The group walked away after showing initial interest last year but have returned at a time when the club is facing the very real threat of liquidation, having entered administration last September.
The EFL has asked Derby’s administrators to produce a funding plan by February 1, saying in a statement on Thursday that by the administrators’ own admission, they would run out of cash by the end of the month.
The EFL has also called on the administrators to name a preferred bidder.
The claims of Middlesbrough and Wycombe – and whether they would be classed as football creditors and therefore entitled to the full value of any award arising from their legal cases – have added extra complexity to the situation at Derby, but the bid from Carlisle has been made despite that.
Derby boss Wayne Rooney is working on pulling off the greatest of great escapes on the pitch.

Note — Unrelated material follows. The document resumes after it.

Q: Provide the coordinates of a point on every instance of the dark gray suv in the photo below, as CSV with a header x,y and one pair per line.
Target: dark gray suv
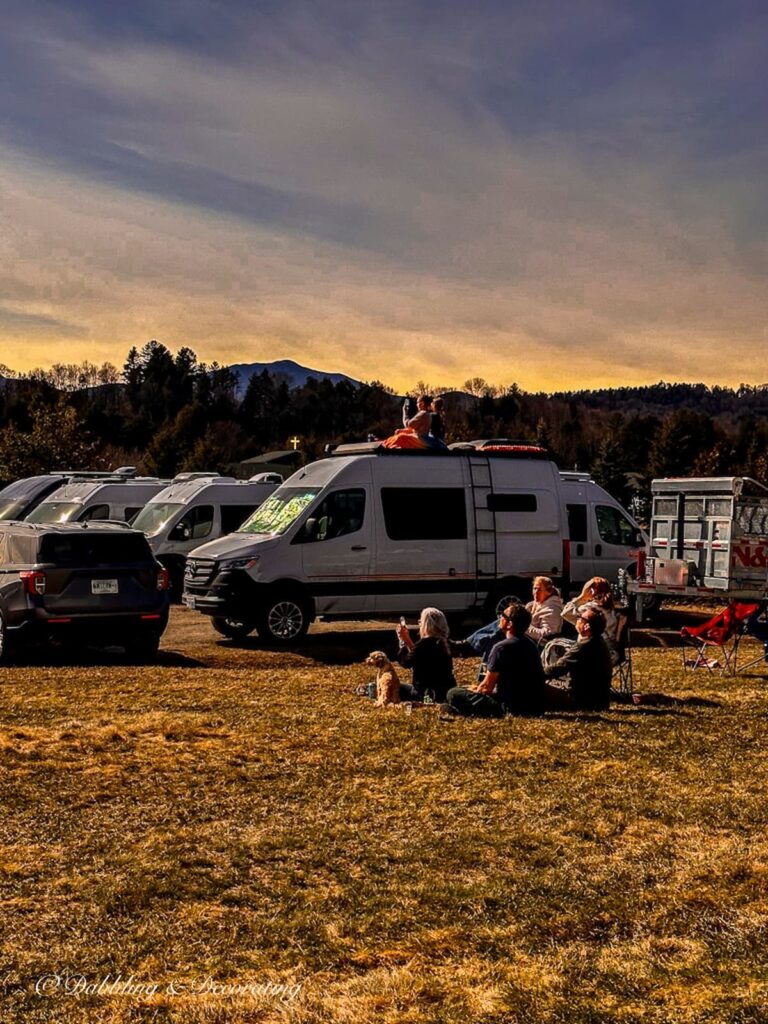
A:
x,y
87,584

Despite being docked 21 points for entering administration and breaching financial regulations, the Rams are just eight points off safety heading into the Saturday lunchtime clash with bitter local rivals Nottingham Forest at the City Ground.
Rooney was asked about the importance of resolving the crisis at Derby quickly.

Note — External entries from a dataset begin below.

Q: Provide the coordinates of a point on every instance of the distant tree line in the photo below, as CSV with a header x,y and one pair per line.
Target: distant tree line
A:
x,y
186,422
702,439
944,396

“Derby County is much more than just a football club. It gives people in the city hope, it gives kids the right to dream, to dream of playing for their club,” he said.
“It gives young players opportunities, which we’ve seen even more so this year. It brings a lot of hope, it helps out numerous charities around the city.
“So for Derby to be in this situation is incredible really, where it’s been left, but this is where we’re at.
“Hopefully we can get the right backing and funding to make sure this club remains in the football pyramid because if not, it will be a lot of hearts broken and it’ll be a massive loss to the city.”
Rooney said he had been given assurances that no further players would leave without his say-so after the shock departures of Phil Jagielka and Graeme Shinnie last week.
He did announce that the club had agreed a fee with a Premier League club, understood to be Chelsea, for 18-year-old left-back Dylan Williams.
“It’s one where I thought I couldn’t deny him the opportunity. It’s my decision, not the administrators’ decision,” Rooney said.